The aim of this poster is to give the audience an explanatory introduction to my research. My target audience is simply a broad range of researchers with a scientific background who may have an interest in environmental sciences. Due to current circumstances, no data has yet been collected. The poster therefore merely explains the purpose and relevance of my research and briefly describes the methodology I will be implementing in order to achieve my research objectives.
Kruger National Park (KNP), South Africa, is one of the largest and most biodiverse game reserves in Africa and is home to hundreds of species of great conservation importance. However, its geographic location downstream of the Olifants River, one of the most polluted rivers in Southern Africa, present many threats to the wildlife.
The Olifants flows through intensive mining, agricultural and industrial landscapes before reaching KNP, acquiring on the way a diverse cocktail of highly toxic and persistent trace elements (e.g. Pb and Hg), industrial persistent organic pollutants and numerous toxic pesticides (e.g. DDT) (1).
2.1. Problem: Several large-scale fish and crocodile mass mortalities have occurred since 2007 (2).
Disease, infections and ill-health are also commonly observed amongst the aquatic wildlife.
Toxic contaminants are accumulating in the sediments and aquatic organisms of the Olifants.
These toxicants can ultimately threaten survival, population viabilities and ecosystem function (3, 4). Very few studies have investigated the relationship between environmental contaminants and wildlife health in the Olifants. Environmental monitoring has also fallen short: regular sediment monitoring is not conducted, and hundreds of potentially toxic pesticides and chemicals have rarely or never been measured in the Lower Olifants River.
2.2. Main objectives
Assess the current state of environmental contamination of the Lower Olifants River leading into KNP, focusing on trace elements and pesticides. Determine the health implications of exposure to contaminants for the aquatic organisms of the Lower Olifants River.
3. Methods: An integrated and holistic environmental assessment of the Lower Olifants River, Kruger National Park.

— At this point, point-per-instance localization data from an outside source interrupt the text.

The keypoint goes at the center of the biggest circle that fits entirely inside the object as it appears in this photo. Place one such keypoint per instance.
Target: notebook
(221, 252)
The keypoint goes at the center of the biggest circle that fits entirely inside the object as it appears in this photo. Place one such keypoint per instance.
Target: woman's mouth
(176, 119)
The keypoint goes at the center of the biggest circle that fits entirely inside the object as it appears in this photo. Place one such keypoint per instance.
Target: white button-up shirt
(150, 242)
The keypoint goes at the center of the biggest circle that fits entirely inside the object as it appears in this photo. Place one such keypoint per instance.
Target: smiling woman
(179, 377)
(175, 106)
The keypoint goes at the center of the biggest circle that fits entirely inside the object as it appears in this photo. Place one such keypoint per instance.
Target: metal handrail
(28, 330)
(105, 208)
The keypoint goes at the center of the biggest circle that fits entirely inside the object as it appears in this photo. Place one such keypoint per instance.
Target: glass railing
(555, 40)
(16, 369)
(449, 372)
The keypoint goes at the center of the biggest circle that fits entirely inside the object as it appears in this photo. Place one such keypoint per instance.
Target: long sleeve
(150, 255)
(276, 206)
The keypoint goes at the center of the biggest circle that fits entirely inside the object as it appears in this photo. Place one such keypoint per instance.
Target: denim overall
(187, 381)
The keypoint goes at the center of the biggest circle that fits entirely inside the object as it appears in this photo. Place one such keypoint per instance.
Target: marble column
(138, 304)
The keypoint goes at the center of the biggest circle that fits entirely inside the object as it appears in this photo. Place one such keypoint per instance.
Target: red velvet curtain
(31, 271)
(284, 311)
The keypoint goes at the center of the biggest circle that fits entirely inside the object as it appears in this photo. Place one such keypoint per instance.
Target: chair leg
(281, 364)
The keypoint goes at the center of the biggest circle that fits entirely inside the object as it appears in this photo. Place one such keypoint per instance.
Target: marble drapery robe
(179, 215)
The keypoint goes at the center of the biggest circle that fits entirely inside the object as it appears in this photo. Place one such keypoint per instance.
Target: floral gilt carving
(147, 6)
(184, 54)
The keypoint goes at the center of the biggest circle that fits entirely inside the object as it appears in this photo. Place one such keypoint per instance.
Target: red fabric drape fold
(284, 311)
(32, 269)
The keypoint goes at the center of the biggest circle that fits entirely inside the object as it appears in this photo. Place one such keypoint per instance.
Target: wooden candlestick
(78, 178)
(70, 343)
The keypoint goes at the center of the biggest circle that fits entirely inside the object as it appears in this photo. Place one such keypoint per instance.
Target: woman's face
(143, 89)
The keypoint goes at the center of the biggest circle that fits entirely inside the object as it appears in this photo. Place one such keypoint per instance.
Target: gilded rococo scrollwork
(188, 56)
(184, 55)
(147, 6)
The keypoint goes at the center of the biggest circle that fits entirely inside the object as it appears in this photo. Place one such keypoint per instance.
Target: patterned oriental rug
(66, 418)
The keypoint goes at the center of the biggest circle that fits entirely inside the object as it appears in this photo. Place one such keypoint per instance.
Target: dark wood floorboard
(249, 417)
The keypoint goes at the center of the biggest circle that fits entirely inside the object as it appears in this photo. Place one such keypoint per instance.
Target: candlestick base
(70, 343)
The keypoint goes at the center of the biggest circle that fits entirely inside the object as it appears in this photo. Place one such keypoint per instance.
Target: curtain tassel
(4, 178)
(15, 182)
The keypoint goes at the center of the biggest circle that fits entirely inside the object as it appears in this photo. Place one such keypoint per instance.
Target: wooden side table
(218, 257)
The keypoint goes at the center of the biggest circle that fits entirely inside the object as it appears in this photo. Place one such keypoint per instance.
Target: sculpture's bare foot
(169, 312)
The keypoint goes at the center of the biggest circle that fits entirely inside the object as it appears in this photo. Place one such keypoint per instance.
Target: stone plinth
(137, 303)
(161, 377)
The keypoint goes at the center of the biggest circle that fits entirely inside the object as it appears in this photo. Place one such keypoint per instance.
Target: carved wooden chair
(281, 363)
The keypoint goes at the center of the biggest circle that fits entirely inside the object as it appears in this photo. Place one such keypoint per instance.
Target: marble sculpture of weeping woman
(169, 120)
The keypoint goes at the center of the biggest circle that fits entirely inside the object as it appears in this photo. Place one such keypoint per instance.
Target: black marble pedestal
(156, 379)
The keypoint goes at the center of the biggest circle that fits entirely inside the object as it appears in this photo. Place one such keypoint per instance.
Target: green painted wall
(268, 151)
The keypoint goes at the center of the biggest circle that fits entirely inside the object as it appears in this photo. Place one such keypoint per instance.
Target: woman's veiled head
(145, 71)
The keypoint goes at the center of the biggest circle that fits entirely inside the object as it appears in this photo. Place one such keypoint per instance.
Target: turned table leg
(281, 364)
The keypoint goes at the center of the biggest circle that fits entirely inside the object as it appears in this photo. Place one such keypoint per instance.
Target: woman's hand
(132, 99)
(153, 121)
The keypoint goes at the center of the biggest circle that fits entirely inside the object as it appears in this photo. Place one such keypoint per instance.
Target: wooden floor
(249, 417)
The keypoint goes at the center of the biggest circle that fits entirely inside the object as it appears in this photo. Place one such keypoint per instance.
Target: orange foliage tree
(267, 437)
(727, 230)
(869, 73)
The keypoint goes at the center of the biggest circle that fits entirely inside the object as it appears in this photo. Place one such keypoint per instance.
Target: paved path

3.1. Chemical Monitoring of the environment
- Water and sediment samples to map the presence and distribution of contaminants from potential upstream pollution sources through KNP.
- Microtox Solid Phase Tests (using Vibrio Fisherii) to test whole effluent sediment toxicity and highlight potential synergistic pollutant interactions.
3.2. Bioaccumulation monitoring
- Bioaccumulation monitoring of bioindicator species to inform on the longer-term presence and bioavailability of contaminants in the system.
- Invertebrate, fish and crocodile tissue samples collected at different locations along the river will be analysed for the presence of contaminants.
3.3. Species health assessments
- A multi-species, multi-trophic ecosystem health assessment to inform on the biological responses and impacts of exposure on aquatic organisms.
- The diagram illustrates the biological endpoints chosen to assess wildlife health with the help of a multi-level suite of biochemical, cellular and organ-level biomarkers:
- histological tissue alterations
- genotoxicity, neurotoxicity
- immunological response
- endocrine disruption
- oxidative stress
- gut microbiome
Environmental and animal tissue samples will be analysed for inorganic and organic contaminants using high performance mass-spectrometry techniques (ICP-MS, GC-MS and LC-MS/MS).
Invertebrate community species richness and abundance will inform us on their survival.
1. Heath et al. Water Research Commission, 2010, WRC No. TT 452/10;
2. Ashton. Aquat Conserv. 2010, 20, 5, 489-493 ;
3. Gerber et al. Sci. Total Environ. 2016, 550, 522-533 ;
4. du Preez et al. Ecotoxicol. Environ. Saf. 2018, 148, 930-941.
Originally half Scottish and half English, Calum grew up as a nature and wildlife enthusiast in rural France. He has always been quite driven to help protect the natural world against the numerous threats it faces. So far, Calum’s quest has taken him around the world and back, through arid deserts and tropical islands working on various conservation and ecology projects. Next stop (much to his poor mother’s dismay): fish and crocodile wrestling in Kruger National Park, South Africa.